I have a home network, and tried to upgrade same by using Network Magic software. The software provides an easy way to use a home network when it works. I installed the software on all of the network computers, and thought it should do the job after examination. But, I found out differently. The computers could not talk to each other. So I contacted the manufacturer for their opinions. It finally boiled down to problems with my firewalls. I use Vcoms System 5 & 6 suites, and their firewalls. They do a good job, and the price of the suites is reasonable. They advised me to make sure that the firewalls would allow the program. The firewalls all have a settings screen where you can allow the exe files of any program to access as needed. All of the firewalls are set up per the Vcom, but they do not work, and neither vendor can offer any more help. I tested the network to see if the firewalls were really the culprit by disabling same.
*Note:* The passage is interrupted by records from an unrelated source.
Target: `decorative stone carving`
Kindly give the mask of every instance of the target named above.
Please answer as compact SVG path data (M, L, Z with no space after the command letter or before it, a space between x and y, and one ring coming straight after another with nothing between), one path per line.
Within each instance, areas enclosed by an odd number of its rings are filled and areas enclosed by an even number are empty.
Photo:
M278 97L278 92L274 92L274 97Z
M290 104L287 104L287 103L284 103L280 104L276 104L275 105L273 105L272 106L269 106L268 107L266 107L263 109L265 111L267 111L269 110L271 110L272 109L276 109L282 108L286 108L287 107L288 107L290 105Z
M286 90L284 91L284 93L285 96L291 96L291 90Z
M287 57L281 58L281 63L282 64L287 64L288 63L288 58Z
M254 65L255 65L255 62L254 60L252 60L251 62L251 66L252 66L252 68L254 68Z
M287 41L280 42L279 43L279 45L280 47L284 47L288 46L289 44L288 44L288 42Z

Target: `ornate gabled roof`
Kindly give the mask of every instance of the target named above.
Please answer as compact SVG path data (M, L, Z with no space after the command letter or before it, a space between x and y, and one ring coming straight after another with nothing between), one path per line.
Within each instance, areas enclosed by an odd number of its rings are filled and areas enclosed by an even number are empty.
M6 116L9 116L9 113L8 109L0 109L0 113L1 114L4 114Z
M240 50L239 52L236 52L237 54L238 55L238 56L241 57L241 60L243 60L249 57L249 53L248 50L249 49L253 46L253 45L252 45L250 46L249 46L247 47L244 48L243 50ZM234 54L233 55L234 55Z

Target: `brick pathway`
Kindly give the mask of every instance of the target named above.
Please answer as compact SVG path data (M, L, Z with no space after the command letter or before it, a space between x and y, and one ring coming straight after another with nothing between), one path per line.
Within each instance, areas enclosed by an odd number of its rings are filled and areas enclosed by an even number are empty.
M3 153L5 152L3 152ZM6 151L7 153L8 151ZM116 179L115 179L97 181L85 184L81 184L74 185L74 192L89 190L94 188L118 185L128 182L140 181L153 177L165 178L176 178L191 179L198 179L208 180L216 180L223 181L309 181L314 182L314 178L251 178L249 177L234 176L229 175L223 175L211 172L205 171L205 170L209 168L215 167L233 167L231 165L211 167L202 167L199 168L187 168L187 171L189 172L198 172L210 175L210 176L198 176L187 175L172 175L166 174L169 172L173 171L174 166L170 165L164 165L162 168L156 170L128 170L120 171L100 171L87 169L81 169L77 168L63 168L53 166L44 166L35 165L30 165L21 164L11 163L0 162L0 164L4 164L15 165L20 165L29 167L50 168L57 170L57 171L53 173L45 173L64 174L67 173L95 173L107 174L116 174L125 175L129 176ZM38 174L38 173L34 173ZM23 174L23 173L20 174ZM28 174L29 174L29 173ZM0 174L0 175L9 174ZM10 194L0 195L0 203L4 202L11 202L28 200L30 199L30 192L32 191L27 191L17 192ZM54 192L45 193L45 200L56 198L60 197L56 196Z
When I did the Network Magic Software worked as it should. Of course, I could not leave them disabled so now Network Magic doesn't work. I have heard and read so many good things I decided to join, and maybe get some answers/suggestions from my peers. It sure is nice to be here, and maybe I can help someone in the future. Thanks.


----------



## johnwill (Sep 26, 2002)

Well, I've never felt the need for any "magic" in configuring SOHO networks, in general it's pretty easy. What do you hope that Network Magic will do for you? I looked at their home page, and it appears that most of their "features" are answers to questions that nobody should have asked. :smile: I also believe they are offering a firewall capability, so you have two firewalls fighting it out for control. IMO, you're probably too well protected. :4-dontkno


----------



## william.stewart (Feb 1, 2006)

*Network Mgic*

Thanks for your response. You have given me some new ideas. I just liked the way Network Magic operated in comparison with my MS Network. There is a possibility that there is some firewall capabilities built into NM, but the vendor would not admit same. Thanks.


----------



## johnwill (Sep 26, 2002)

Some of the "features" look troublesome to me, like:

PC Shield: Locks Down Shared Files When Using Foreign Networks 

I don't have any experience with this package, so I can't be more concise, it just seems you have a lot of stuff running that you probably don't need.

FWIW, I've run for years with just the basic router firewall here, and we haven't had any malware make it through. I have a current AV and spyware detection program, that's about it.


----------